Finding sum of distance from current index to all other indexes

Question

Given an array arr(0, 0, 1, 1, 1) for example, I need to find the sum of the distance from all other indexes to the current index if the value is 1. For example, I have the following code in O(n^2) notation, but I know that I can probably do it in O(n).

arr = [0, 1, 1, 1, 1]
for(i = 0; i < arr.length; i++) {
   sum = 0;
   for(j = 0; j < arr.length; j++) {
      if(arr[j] == 1 && j != i) {
         sum += Math.abs(j - i);
      }
   }
   return_arr[i] = sum;
}

(Not in any specific language)

Distance is denoted in the absolute value of j - i.

Answer 1

Irrespective of the value is 1 or not, the number of values to the left of any index i is i and the number of values to the right of it is n-1-i where n is the length of the array.

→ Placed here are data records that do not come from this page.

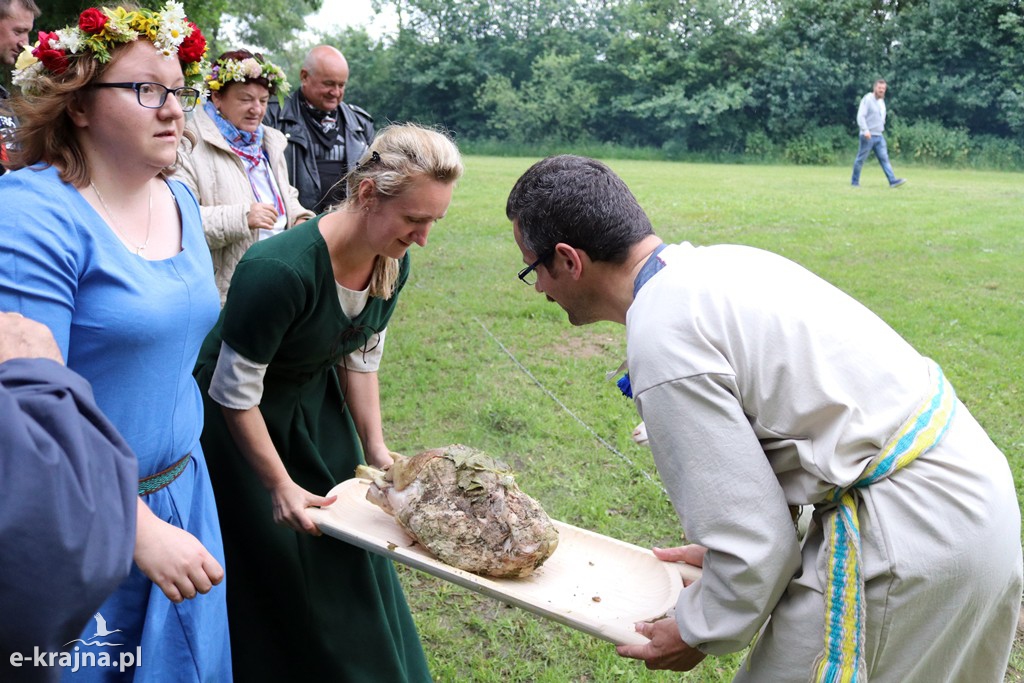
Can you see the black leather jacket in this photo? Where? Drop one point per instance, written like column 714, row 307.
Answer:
column 299, row 153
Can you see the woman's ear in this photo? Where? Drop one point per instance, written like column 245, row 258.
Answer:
column 77, row 111
column 366, row 195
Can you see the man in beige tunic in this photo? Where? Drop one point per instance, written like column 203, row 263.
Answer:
column 763, row 388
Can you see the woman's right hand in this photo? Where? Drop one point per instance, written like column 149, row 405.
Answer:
column 173, row 558
column 290, row 504
column 261, row 216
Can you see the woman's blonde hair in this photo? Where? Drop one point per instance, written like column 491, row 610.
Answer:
column 45, row 132
column 398, row 155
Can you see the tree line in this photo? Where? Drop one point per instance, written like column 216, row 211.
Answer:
column 766, row 78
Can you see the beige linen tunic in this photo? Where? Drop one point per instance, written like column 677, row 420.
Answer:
column 218, row 177
column 763, row 386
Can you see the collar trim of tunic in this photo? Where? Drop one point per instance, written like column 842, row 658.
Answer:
column 653, row 264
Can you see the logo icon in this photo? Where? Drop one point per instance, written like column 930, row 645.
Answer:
column 101, row 632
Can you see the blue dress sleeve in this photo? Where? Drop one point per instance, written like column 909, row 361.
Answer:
column 41, row 249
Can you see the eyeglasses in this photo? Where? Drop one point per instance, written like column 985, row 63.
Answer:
column 528, row 274
column 153, row 95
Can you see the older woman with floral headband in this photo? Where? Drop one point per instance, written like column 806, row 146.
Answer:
column 237, row 167
column 100, row 246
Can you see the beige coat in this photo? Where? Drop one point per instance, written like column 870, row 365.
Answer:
column 218, row 177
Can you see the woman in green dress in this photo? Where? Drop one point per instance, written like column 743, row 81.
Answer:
column 293, row 406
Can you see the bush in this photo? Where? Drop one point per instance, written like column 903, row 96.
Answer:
column 759, row 144
column 989, row 152
column 818, row 146
column 930, row 142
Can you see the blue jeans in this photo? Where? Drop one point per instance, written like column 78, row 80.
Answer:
column 877, row 142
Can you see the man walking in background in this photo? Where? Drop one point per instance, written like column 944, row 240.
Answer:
column 326, row 136
column 764, row 388
column 16, row 17
column 871, row 121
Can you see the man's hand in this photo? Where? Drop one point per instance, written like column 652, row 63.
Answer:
column 22, row 338
column 691, row 554
column 666, row 649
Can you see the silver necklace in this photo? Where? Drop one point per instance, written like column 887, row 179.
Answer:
column 148, row 220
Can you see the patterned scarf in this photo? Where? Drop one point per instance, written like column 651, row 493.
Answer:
column 247, row 145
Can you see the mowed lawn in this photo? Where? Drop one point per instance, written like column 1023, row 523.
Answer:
column 476, row 357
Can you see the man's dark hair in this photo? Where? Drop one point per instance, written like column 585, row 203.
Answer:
column 5, row 6
column 578, row 201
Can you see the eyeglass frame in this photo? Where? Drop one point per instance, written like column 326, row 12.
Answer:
column 135, row 85
column 532, row 268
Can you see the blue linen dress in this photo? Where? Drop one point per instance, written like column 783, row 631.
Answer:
column 133, row 329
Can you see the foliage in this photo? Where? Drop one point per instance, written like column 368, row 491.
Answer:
column 553, row 104
column 932, row 142
column 818, row 145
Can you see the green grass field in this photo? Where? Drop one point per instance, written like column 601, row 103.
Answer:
column 474, row 356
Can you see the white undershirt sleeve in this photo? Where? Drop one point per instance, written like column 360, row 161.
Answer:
column 238, row 382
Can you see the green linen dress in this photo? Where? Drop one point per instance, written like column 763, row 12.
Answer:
column 300, row 607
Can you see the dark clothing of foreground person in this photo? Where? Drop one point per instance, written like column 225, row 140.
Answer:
column 67, row 501
column 764, row 387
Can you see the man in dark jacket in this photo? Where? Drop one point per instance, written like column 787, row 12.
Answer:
column 326, row 136
column 16, row 17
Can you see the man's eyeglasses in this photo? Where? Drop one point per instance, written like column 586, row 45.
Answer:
column 153, row 95
column 528, row 274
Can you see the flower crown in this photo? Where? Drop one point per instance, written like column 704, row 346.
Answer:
column 226, row 71
column 99, row 30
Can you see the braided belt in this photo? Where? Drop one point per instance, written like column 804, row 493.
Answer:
column 843, row 657
column 160, row 479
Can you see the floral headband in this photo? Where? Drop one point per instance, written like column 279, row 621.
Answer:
column 100, row 29
column 250, row 69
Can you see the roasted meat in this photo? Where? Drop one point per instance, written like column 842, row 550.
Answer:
column 466, row 509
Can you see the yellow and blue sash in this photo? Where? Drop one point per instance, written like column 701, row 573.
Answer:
column 843, row 658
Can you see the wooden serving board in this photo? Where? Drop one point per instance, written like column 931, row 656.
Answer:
column 592, row 583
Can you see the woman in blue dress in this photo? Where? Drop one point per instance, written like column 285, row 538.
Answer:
column 100, row 246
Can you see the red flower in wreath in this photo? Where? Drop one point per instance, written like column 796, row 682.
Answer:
column 194, row 47
column 92, row 20
column 53, row 59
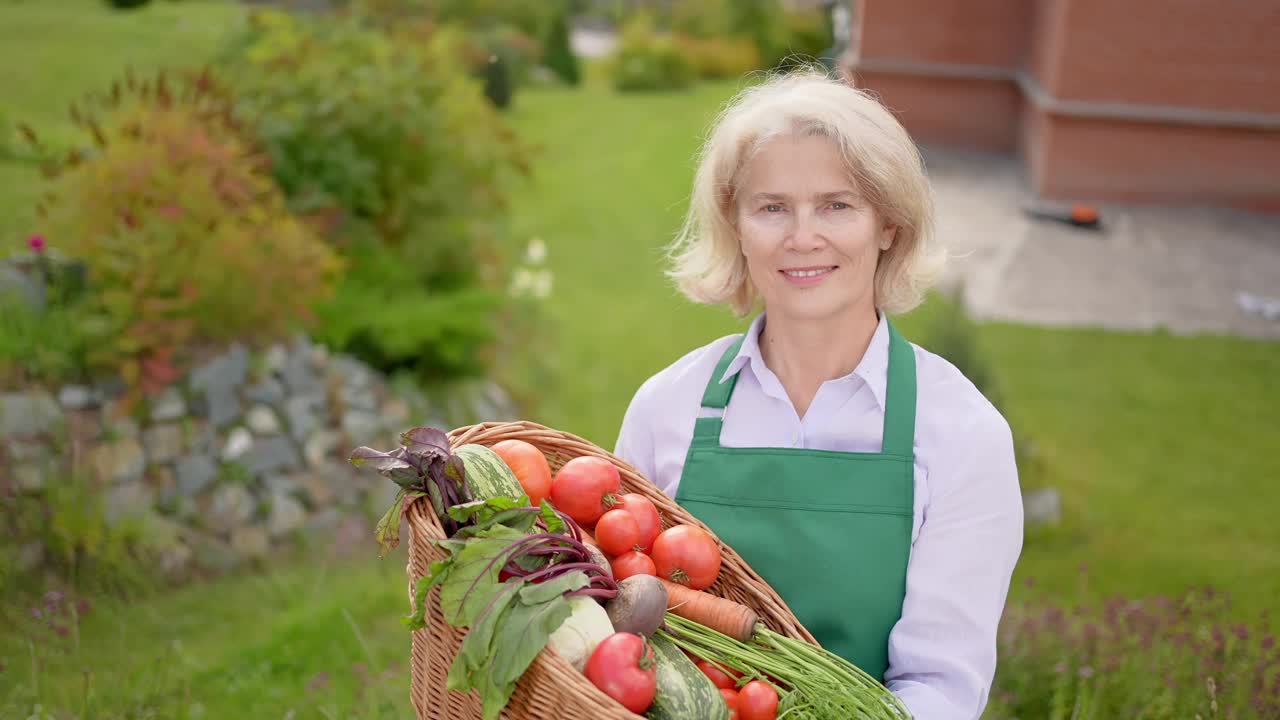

And you know that sum of first n natural numbers i.e. 1, 2, 3, ... n is n(n+1)/2

You do the sum for the number of indices to the left = i(i+1)/2

Sum for the number of indices to the right = (n-i-1)(n-i)/2

Add both sums to get sum for one index = i(i+1)/2 + (n-i-1)(n-i)/2

Do that at each index whose value is 1.

Pseudo code:

GetSumAtEachIndex(arr) {
    n = arr.length
    sum = array(n)
    for ( i = 0; i < arr.length; i++ ) {
        if ( arr[i] == 1 ) {
           sum[i] = i*(i+1)/2 + (n-i-1)*(n-i)/2;
        }
    }
    return sum;
}